Training employees to hit the ground running on day one isn't always practical in real life, especially for startups. And while some companies like Google ensure that new hires go through an extensive two-week training process, the theoretical knowledge that new hires gain doesn't always stick when they start doing actual work.
However, by gamifying the training process, companies can make the professional learning process stickier and more engaging, while also helping their workers more effectively cover all their bases during their first few weeks on the job. By having workers try new skills in a risk-free environment and apply them on the job, companies start their new hires off not only with the necessary skills, but also with a self-esteem boost.
Human resources training is another interesting area to explore. By making learning processes more entertaining and participatory, HR departments could potentially transform their policy outreach and training sessions, as well as personify the lessons learned. In practical terms, it's the difference between sitting in a room for two hours listening to someone talk about sexual harassment versus playing a role-playing game that trains employees to identify conduct that constitutes sexual harassment -- with prizes for top scores. And nobody wants to be the boss who comes in dead last on scores for diversity training.

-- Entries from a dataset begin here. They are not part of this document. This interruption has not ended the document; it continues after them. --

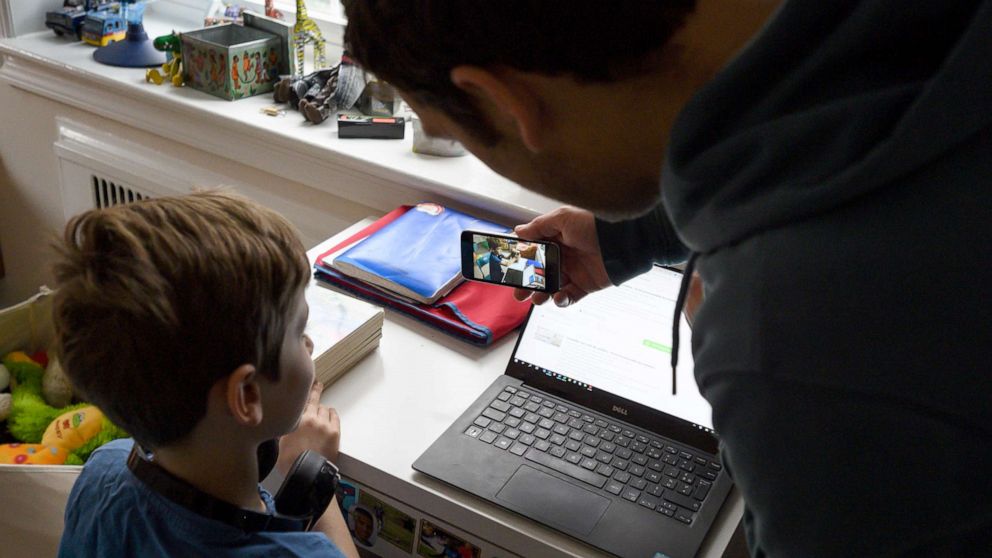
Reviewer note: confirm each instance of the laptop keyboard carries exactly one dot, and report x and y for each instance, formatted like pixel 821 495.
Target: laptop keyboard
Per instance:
pixel 650 472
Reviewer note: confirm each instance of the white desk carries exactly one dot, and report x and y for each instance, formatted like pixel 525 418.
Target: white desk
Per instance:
pixel 398 400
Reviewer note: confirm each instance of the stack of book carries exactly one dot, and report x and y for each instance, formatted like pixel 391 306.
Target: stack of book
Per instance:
pixel 343 329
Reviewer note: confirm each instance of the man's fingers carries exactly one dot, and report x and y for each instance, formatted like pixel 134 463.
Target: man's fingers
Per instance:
pixel 539 298
pixel 544 226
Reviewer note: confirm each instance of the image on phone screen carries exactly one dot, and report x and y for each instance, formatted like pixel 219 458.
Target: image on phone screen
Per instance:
pixel 511 261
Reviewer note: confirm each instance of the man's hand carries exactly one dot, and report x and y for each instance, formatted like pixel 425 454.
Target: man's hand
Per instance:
pixel 319 430
pixel 582 269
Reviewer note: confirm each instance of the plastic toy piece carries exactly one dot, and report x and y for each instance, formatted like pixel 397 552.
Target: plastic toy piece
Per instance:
pixel 103 28
pixel 307 32
pixel 172 70
pixel 271 11
pixel 135 51
pixel 69 19
pixel 221 12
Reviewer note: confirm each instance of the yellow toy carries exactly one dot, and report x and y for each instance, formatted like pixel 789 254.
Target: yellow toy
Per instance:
pixel 54 436
pixel 173 69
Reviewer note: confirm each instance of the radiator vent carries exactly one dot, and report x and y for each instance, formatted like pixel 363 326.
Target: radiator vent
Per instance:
pixel 107 193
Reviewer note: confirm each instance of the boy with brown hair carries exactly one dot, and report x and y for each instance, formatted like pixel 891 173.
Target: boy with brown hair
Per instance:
pixel 183 320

Ideation and Content Creation
Games and gamification aren't always about winning points. Plenty of games or game-like behavior that centers around creative play can be vital for brainstorming new solutions to existing problems, or for encouraging creative risk-taking. For example, after T-Mobile implemented gamification in their employee collaboration platform, participation skyrocketed. At Hubstaff, we've implemented gamification by bringing the team together to share and upvote our content, which has increased participation and social sharing, and consequently, our brand reach.
Gamification's promise to encourage creative behavior is potentially a lifesaver for businesses that want to tap the millennial urge to create meaningful products on their own schedule.

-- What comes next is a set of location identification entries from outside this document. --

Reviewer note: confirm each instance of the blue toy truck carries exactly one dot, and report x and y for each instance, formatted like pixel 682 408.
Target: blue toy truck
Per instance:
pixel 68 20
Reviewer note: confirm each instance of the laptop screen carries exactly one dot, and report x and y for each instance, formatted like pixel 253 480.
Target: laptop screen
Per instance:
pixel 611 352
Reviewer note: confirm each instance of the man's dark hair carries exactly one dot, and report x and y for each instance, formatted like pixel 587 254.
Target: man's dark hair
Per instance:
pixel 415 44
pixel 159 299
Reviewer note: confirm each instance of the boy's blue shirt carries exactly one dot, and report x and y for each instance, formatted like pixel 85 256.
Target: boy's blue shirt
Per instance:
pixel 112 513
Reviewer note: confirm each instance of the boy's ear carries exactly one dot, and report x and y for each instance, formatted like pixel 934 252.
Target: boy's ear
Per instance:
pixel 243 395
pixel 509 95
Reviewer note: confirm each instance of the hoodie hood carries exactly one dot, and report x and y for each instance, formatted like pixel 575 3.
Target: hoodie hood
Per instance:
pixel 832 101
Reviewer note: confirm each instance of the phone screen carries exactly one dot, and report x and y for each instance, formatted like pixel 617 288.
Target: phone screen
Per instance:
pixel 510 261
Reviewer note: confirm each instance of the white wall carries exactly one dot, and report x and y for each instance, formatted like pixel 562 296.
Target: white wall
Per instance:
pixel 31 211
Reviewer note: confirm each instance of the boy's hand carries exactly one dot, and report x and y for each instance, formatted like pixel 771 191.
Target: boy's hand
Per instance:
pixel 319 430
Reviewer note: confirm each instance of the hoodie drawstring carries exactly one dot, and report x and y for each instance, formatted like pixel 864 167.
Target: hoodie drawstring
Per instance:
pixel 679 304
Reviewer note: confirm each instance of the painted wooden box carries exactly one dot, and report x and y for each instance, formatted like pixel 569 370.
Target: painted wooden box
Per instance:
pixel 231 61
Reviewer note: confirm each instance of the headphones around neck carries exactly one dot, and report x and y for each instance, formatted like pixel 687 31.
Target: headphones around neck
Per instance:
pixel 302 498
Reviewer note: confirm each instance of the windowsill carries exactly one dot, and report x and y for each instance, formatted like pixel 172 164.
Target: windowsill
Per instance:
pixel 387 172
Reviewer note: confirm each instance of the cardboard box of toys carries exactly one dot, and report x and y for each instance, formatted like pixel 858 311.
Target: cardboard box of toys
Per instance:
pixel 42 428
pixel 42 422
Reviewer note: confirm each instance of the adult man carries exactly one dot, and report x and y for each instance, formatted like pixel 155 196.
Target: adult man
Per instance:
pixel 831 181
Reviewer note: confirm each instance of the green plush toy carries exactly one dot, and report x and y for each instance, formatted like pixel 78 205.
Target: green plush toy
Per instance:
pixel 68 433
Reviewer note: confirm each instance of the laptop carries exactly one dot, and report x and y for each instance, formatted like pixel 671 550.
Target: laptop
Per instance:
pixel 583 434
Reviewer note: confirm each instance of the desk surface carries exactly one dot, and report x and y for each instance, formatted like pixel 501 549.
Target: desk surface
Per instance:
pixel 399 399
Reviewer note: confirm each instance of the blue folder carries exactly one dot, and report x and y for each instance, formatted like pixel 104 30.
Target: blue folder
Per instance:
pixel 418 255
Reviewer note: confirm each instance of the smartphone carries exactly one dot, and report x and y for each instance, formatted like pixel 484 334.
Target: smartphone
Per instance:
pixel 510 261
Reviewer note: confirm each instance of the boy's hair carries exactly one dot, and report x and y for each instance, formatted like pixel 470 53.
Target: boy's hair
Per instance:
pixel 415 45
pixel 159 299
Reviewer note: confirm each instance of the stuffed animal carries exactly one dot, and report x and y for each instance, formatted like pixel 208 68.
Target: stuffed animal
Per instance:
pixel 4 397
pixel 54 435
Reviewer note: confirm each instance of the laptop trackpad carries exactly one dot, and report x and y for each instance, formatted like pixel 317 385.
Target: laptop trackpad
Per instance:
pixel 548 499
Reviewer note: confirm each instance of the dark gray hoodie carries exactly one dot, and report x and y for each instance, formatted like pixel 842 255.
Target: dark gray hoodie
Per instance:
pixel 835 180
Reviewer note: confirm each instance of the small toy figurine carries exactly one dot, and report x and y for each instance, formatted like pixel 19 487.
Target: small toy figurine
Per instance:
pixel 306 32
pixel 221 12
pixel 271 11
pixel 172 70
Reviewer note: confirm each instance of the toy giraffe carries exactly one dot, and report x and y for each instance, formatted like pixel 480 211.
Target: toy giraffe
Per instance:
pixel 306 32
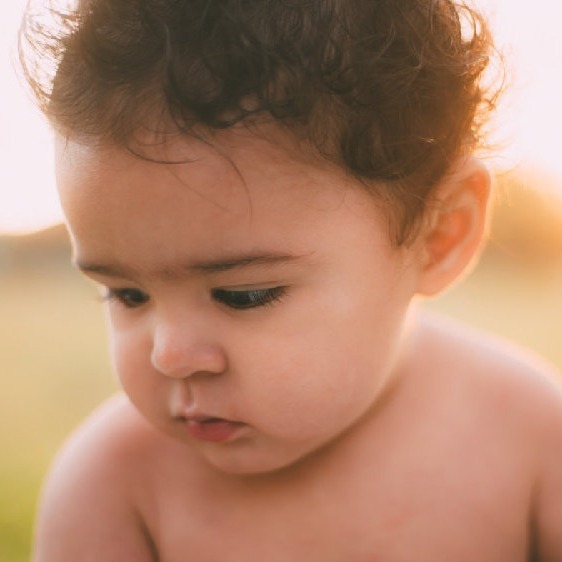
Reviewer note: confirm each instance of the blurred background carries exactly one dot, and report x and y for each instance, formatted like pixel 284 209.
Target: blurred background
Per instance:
pixel 53 360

Companies that offer leadership training games give employees the opportunity to develop their leadership skills before they're put into a position of authority. This makes employees more motivated to take on leadership positions, propose new ideas in the workplace, and also refer others to work at their company. Both Deloitte and NTT Data have harnessed the power of leadership training games to the tune of thousands of dollars generated in revenue. What's more, the employees who felt empowered to propose new ideas and take on leadership positions reported greater satisfaction in their jobs, and attrition dramatically lowered at both companies.
- Gamification can create a false set of incentives: One of the biggest problems with gamification is that it incentivizes winning over other objectives. For training and corporate learning, you don't want employees who know how to ace a test but don't necessarily know what they've been taught. Designing thoughtful programs is key.
- Gamification shouldn't exclude other methods of learning: Not everyone in the same organization has an identical learning style, which means that gamification won't work for everyone. Some people learn best by memorization; others do so through storytelling or regular practice without any added incentives. Make gamification an option for employees when it comes to training, ideation or reaching KPIs, but don't make it mandatory.
- Gamification ruins motivation if it's based on money alone: Working in a corporate environment has traditionally been a relationship of exchanging time and effort for money -- and this naturally leads to a lack of motivation in the long term, especially for millennials who want to be engaged in meaningful work. If you're dealing with an office of people who don't care because they feel as though they're only trading time and energy for money, monetizing your office gamification won't fool them.